I love our work-in-progress home and I love our creative children! And because some of you may be wondering how we did this in our bathroom, here are some notes :)
how we did the wood wall
- We are not DIY experts. You can find a lot of wood pallet inspiration with great instructions like this one on Pinterest or the Internet.
- We did ours for about $100 because I made the stain myself and we just paid for the cost of the wood plus spray-on polyurethane.
- We bought knotty pine shiplap from Home Depot at less than $10 per 12 foot long board (8" high). We bought 10 boards total and had Home Depot cut them all in half for easier staining and handling (less work in the long run for us too ;).
- We painted the bathroom cabinets with Porpoise by Sherwin Williams and they had a bogo sample sale at Lowe's (which SW paint at Lowe's is actually almost a quart sized-sample), so the paint for the cabinets only cost $2.50!
- I had leftovers so I brewed strong coffee (about four pots worth of espresso brew for the whole wall's worth of wood- I use a French coffee press) and added a Tbsp or so of the leftover SW Porpoise paint to each pot's worth of coffee and stained all the wood. I did two coats of this. Pinterest is full of coffee-staining tips and different ways to use coffee to stain wood; however, most of them involve waiting and I did not have the patience to wait for anything for 24 hours. I also found that this process is very forgiving since you don't want all your "weathered" wood to look the same. I was going for a rustic barn-wood feel.
- All-in-all from staining to sealing, it probably could be done in one day, waiting between coats to dry. Because I have children and procrastinate and had all this wood to finish, it took me a bit longer :) This has been a work in progress! I did use Minwax spray on poly in a Satin finish to seal the wood since it will be in our bathroom. I liked the satin finish because it seemed to not change the color or the feel of the weathered wood look.

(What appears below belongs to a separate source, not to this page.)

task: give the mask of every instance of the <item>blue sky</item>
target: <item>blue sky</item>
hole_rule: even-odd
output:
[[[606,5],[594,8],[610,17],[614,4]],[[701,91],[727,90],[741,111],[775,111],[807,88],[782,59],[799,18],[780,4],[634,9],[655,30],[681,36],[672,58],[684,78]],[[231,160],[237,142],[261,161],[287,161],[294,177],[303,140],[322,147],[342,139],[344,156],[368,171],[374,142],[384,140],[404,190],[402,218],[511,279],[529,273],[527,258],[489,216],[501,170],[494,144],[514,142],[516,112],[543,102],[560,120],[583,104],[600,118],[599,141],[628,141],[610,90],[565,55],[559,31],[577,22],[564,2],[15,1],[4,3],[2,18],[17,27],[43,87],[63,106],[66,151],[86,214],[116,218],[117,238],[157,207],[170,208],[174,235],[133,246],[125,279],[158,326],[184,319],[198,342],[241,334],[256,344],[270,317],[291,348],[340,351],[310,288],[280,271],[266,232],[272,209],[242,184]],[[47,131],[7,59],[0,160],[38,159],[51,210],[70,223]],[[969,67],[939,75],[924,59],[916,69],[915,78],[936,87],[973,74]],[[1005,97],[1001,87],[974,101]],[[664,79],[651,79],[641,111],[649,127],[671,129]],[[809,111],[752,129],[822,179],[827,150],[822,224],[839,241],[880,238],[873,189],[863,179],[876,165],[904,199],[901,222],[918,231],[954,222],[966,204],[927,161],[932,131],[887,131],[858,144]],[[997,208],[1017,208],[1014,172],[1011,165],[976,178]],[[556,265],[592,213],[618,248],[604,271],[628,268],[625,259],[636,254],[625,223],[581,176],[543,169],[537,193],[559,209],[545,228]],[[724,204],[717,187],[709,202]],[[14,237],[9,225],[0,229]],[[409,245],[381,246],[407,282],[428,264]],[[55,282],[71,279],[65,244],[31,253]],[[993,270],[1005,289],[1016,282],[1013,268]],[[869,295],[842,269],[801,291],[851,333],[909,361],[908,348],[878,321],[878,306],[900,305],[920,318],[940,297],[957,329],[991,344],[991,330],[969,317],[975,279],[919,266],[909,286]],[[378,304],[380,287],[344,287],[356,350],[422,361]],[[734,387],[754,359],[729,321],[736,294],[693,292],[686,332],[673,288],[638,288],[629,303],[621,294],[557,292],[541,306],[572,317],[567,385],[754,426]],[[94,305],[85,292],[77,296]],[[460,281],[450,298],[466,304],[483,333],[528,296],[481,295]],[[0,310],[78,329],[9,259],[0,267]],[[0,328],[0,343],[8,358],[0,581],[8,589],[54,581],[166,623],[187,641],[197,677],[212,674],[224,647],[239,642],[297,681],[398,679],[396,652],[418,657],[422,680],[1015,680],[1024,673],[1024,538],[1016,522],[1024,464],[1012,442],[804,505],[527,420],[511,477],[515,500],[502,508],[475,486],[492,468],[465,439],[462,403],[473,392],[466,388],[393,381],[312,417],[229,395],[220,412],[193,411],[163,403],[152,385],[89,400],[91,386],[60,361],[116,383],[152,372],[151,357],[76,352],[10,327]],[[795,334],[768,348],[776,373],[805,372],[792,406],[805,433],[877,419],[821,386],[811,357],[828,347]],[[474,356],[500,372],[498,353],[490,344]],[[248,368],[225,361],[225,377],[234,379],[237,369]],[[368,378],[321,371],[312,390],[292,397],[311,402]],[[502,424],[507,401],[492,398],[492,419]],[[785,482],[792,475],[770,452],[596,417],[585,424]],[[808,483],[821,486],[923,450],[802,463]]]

Progress. Notice the chunks the previous mirror took out of the wall when taken down! So glad to put wood over that!
- After all that, it's just measuring, cutting, and nail-gunning (David's favorite part!).
- Make sure to nail-gun into the studs. And because it is shiplap, there is no need for spacers when the wood expands (above and below); however, we did leave 1/16" space between the two perpendicular walls and the space between planks that are parallel to those walls (perpendicular lines to the floor- space left-to-right).